NAME

Algorithm::Classifier::IsolationForest - unsupervised anomaly detection via Isolation Forest or Extended Isolation Forest

SYNOPSIS

use Algorithm::Classifier::IsolationForest;

my @data = ([0.1, -0.2], [0.0, 0.1], [5.0, 6.0], ...);

# Classic, axis-parallel Isolation Forest
my $iforest = Algorithm::Classifier::IsolationForest->new(
    n_trees     => 100,
    sample_size => 256,
    seed        => 42,
);
$iforest->fit(\@data);

my $scores = $iforest->score_samples(\@data);  # arrayref, each in (0,1]
my $flags  = $iforest->predict(\@data, 0.6);    # arrayref of 0/1

# Save and reload
$iforest->save('model.json');
my $reloaded = Algorithm::Classifier::IsolationForest->load('model.json');

# Extended Isolation Forest (oblique hyperplane splits)
my $eif = Algorithm::Classifier::IsolationForest->new(
    mode => 'extended',
    seed => 42,
);
$eif->fit(\@data);

# Parallel training (fork-based, Unix-like platforms): build the
# n_trees across several worker processes.
my $iforest = Algorithm::Classifier::IsolationForest->new(
    n_trees      => 200,
    sample_size  => 256,
    seed         => 42,
    parallel_fit => 4,        # 4 forked workers
);
$iforest->fit(\@data);

# Pre-pack a dataset to skip the per-call input-walk cost when the
# same data gets scored many times (interactive tuning, dashboards).
my $packed = $iforest->pack_data(\@data);
my $scores = $iforest->score_samples($packed);
my $flags  = $iforest->predict($packed, 0.6);

# Get scores and labels as two flat arrayrefs in one call -- cheaper
# than score_predict_samples when you don't need the paired shape.
my ($s, $l) = $iforest->score_predict_split(\@data, 0.6);

DESCRIPTION

Isolation Forest (Liu, Fei Tony & Ting, Kai & Zhou, Zhi-Hua, 2008) detects anomalies by random partitioning rather than by modelling normal points. Each tree repeatedly splits the data. Points that get isolated after only a few splits are likely anomalies. The score is the average isolation depth across many trees, normalised so values approach 1 for anomalies and stay below 0.5 for normal points.

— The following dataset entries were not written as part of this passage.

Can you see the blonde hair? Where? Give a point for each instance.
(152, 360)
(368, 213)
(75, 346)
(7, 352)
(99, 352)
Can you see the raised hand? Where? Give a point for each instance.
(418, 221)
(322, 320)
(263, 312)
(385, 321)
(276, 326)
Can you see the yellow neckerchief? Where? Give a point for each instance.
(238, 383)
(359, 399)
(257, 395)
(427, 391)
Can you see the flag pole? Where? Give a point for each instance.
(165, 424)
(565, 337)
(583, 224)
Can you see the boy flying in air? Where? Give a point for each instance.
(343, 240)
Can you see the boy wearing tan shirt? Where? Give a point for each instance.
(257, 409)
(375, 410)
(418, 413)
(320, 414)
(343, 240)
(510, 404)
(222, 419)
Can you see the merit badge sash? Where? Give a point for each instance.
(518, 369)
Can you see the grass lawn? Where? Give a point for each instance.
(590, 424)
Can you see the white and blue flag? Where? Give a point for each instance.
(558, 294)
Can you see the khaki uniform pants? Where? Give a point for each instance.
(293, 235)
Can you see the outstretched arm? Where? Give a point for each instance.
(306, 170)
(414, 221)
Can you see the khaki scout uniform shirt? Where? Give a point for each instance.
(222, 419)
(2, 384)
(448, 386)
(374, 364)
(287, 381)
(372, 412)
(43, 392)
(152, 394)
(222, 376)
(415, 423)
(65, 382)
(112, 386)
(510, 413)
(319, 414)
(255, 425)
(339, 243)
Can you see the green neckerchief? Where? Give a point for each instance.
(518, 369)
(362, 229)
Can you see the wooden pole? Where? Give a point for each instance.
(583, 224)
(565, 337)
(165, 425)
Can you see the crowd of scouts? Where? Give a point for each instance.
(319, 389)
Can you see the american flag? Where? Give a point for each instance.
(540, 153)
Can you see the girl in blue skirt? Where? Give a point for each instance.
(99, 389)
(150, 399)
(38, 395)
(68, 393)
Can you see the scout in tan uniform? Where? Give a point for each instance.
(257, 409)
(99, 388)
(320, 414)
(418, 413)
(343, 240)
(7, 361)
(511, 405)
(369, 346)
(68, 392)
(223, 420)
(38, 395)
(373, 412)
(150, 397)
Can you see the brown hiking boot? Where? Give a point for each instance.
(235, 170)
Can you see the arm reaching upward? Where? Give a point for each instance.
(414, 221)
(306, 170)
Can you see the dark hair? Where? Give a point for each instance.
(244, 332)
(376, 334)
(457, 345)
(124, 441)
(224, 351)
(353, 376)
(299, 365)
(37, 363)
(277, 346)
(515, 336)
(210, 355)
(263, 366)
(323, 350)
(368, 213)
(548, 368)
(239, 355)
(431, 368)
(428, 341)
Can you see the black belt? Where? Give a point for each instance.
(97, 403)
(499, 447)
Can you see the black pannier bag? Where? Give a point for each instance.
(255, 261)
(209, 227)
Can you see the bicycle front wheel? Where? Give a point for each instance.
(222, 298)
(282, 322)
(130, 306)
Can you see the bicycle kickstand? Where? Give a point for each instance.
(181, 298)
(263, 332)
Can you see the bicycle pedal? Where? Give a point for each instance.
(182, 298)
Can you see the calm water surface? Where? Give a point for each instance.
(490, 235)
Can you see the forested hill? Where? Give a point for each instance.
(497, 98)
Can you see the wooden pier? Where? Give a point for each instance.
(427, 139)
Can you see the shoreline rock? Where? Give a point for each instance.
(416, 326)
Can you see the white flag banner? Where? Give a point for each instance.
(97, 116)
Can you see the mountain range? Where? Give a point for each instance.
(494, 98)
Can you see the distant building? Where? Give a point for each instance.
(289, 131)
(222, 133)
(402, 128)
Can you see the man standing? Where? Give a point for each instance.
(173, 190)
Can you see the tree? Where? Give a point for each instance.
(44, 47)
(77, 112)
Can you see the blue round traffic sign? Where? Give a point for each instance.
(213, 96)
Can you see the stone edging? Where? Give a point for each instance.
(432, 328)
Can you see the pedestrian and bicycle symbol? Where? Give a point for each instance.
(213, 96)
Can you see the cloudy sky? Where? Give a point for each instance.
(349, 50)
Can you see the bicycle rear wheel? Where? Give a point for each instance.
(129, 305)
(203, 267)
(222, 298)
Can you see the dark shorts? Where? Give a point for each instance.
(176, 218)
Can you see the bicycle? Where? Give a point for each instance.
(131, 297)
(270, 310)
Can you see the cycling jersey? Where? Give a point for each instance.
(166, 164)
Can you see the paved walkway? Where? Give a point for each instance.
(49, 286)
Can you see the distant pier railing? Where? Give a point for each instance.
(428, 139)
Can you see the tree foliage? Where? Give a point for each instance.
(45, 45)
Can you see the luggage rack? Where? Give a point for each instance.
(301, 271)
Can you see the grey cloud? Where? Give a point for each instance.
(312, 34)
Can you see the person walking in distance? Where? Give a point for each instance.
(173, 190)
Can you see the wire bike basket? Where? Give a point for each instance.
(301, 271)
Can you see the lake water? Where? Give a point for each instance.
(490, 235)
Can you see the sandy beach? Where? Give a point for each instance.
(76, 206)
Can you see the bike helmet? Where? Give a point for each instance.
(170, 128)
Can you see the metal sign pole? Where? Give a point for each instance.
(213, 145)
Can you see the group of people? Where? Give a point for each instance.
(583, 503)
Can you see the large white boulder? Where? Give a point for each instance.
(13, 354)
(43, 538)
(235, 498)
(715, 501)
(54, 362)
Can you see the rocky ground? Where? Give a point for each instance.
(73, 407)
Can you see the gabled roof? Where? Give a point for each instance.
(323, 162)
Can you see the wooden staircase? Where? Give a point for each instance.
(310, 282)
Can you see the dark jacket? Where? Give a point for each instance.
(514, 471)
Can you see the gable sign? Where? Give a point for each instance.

In extended mode the module implements the Extended Isolation Forest variant. Each split is a random hyperplane instead of an axis-aligned cut, which removes the rectangular, axis-aligned bias in the score field and tends to help on elongated or multi-modal data.

psi referenced below is ψ or the pitchfork math symbol referenced in the paper, Liu, Fei Tony & Ting, Kai & Zhou, Zhi-Hua. (2008). Isolation Forest. 413 - 422. 10.1109/ICDM.2008.17.

... or max samples.

https://www.researchgate.net/publication/224384174_Isolation_Forest

NATIVE ACCELERATION (Inline::C and OpenMP)

Both the scoring hot path (score_samples, predict, path_lengths, score_predict_samples, and score_predict_split) and the fit() tree builder are automatically accelerated through Inline::C when it is installed and a working C compiler is reachable. If the toolchain also accepts -fopenmp and can link against libgomp, the per-point tree walk runs in parallel across all available CPU cores using OpenMP, and the extended-mode oblique dot product is vectorised via #pragma omp simd -- which on modern x86 compilers translates to an unrolled FMA / AVX gather chain that's substantially faster for high-feature-count extended models.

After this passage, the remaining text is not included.